Massive open online courses provided by business schools do not appear to threaten their existing markets, according to research published today by the University of Pennsylvania.

Penn researchers surveyed 875,000 students who enrolled in nine Moocs offered by its Wharton school. They found that far from cannibalising the market for existing programmes, as business schools have feared, the Moocs reached at least three new student populations which business schools are trying to attract.

“We would like to expand to other sections of the population,” said Ezekiel Emanuel, Penn’s vice-provost for global initiatives and one of the authors of the report, adding that even if the Moocs did not become profitable in the near future they seem to be serving as a sort of targeted advertising for these hard-to-reach groups.

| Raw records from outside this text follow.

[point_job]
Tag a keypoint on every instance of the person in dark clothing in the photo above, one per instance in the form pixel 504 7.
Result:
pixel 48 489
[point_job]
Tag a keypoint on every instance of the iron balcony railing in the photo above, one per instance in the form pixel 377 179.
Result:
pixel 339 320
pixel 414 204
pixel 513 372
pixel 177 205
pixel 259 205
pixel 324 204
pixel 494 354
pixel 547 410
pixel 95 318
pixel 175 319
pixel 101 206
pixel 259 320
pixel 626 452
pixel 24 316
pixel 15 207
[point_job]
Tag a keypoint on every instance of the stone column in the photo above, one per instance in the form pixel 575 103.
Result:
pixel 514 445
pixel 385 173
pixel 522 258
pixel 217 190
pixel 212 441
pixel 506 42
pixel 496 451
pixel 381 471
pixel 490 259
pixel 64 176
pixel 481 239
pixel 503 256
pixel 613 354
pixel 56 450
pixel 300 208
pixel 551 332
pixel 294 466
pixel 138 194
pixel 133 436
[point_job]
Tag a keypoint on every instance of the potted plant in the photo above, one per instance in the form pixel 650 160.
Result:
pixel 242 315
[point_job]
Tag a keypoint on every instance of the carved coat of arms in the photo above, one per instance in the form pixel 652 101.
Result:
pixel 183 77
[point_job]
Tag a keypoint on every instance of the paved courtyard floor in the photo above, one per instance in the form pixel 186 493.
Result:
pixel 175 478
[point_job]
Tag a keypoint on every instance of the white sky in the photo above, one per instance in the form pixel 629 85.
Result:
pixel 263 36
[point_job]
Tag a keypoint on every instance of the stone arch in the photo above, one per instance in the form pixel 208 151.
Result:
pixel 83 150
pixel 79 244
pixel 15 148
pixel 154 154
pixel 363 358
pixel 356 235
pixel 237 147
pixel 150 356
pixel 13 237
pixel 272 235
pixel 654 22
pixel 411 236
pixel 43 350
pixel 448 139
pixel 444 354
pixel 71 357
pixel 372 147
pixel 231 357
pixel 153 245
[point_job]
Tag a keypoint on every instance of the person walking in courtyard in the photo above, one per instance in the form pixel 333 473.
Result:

The research, published in the Harvard Business Review, found that large numbers of people who registered were from outside the US – 78 per cent of them were from overseas and more than half of whom came from developing nations. In contrast only 45 per cent of Wharton’s full time MBA students are foreign and only 14 per cent of its executive MBA students come from overseas.

The Moocs also attracted a high proportion of foreign-born US individuals – 35 per cent of US individuals who enrolled were born abroad.

Wharton Moocs vs MBA enrollees

The researchers found that 19 per cent of American students enrolled in the business Moocs were from “under-represented minorities” compared with just 11 per cent of students enrolled in traditional MBA programmes at nine of the top US business schools.

“Students from outside the United States, especially developing countries, foreign-born Americans and under-represented American minorities are students that business schools are trying to attract,” the researchers say in their paper. They cite Graduate Management Admission Council research showing these groups were among the most likely to receive special, targeted outreach by business schools.

“Open online business courses are reaching them in droves. These Mooc courses might then provide a highly enriched recruiting pool for full-time and executive MBA courses,” the report concludes.

Prof Emanuel said one interesting aspect from the latest research is that it reveals students taking business courses are from a broader demographic than those taking Moocs in general. Penn researchers last year found that Moocs were taken by the educated few. In the latest research, women were still under-represented, he said, but business Moocs appear to reach more underprivileged sections of society.

“We don’t know why there’s a difference between business Moocs and non-business Moocs. We hadn’t anticipated it. It’s an area for further research,” Prof Emanuel said.

The nine courses provided by Wharton include four that introduce the MBA core – accounting, finance, marketing and operations management – as well as courses such as gamification and the global business of sport.